Lorsque que le parasite s’empare d’un élément jusqu’à faire corps avec ce dernier, alors leur interdépendance est difficile à annuler. Le figuier étrangleur opère à la perfection ce processus, et il devient intéressant lorsque que celui-ci s’applique à une construction. Au-delà de son étrangeté, l’envahissement végétal infuse littéralement les espaces construits pour s’y fondre, créant ainsi l’empreinte du bâti ; les racines invasives perdent une unité pour en incarner une autre, elles deviennent mémoire et charpente. Mémoire involontaire par l’empreinte structurelle infligée aux racines qui cherchent accroches et interstices, s’y immiscent et produisent alors un moule de leur support. Charpente par la lente domination vers laquelle se dirige le figuier : arrive un stade où les moellons ne tiennent plus que par l’enserrement tenace du bois vivant.

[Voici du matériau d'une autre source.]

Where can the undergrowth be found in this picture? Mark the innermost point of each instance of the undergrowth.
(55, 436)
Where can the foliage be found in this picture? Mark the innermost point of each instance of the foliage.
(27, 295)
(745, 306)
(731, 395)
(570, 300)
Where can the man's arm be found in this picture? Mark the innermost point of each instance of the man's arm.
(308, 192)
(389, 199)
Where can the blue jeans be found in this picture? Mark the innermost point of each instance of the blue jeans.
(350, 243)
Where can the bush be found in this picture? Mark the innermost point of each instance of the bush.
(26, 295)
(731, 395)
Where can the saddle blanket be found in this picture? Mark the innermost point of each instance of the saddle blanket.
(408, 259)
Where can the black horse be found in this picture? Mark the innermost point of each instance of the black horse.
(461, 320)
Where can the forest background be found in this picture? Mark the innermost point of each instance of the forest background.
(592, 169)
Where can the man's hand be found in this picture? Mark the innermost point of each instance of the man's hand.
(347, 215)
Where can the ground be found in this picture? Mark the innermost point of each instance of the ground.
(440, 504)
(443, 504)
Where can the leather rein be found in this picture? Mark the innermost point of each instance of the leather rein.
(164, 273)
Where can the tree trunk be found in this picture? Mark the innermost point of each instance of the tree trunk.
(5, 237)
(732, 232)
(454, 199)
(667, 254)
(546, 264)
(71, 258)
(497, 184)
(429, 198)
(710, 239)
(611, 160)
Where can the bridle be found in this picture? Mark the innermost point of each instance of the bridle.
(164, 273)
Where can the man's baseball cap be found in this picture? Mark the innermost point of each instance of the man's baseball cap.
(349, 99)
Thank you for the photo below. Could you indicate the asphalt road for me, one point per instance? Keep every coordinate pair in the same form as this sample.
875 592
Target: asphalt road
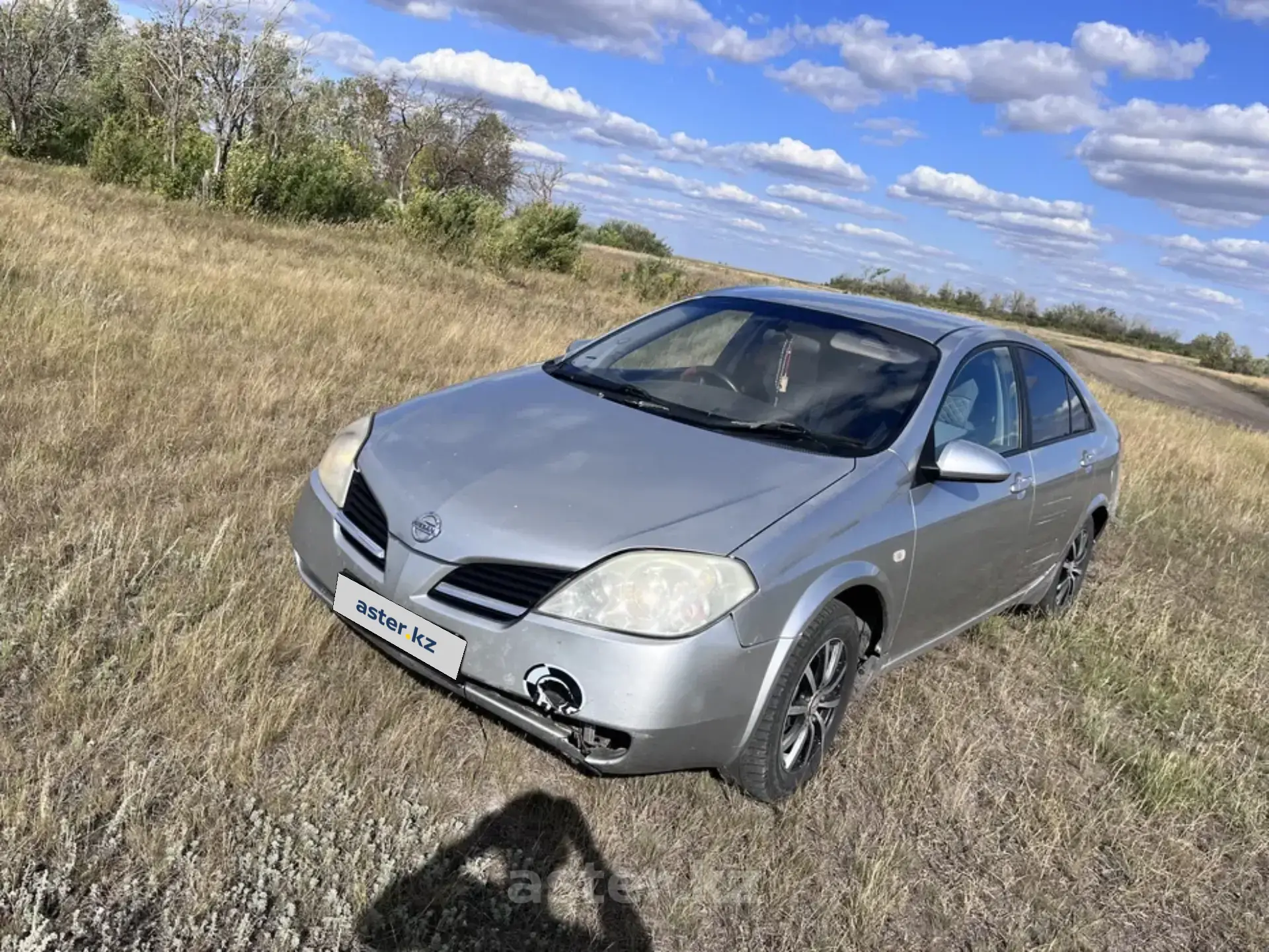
1176 386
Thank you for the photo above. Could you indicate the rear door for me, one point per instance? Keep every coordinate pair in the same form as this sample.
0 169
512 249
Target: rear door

Des décombres se dégage une relation de dépendance, structure avec nature. Le figuier existe alors en tant que charpente vivante et vivace. Ici, l’absence des vestiges de pierres veut révéler la dimension structurelle qu’ont acquis les enchevêtrements de racines, nous intimant alors qu’une force manque, qu’une masse devrait être présente pour justifier ces ossatures aériennes. Loin d’être légères ou éthérées, ces armatures naturelles nous imposent une puissante emprise alliant dans le même temps fondations et élévation, destruction et conservation, permanence et mutation.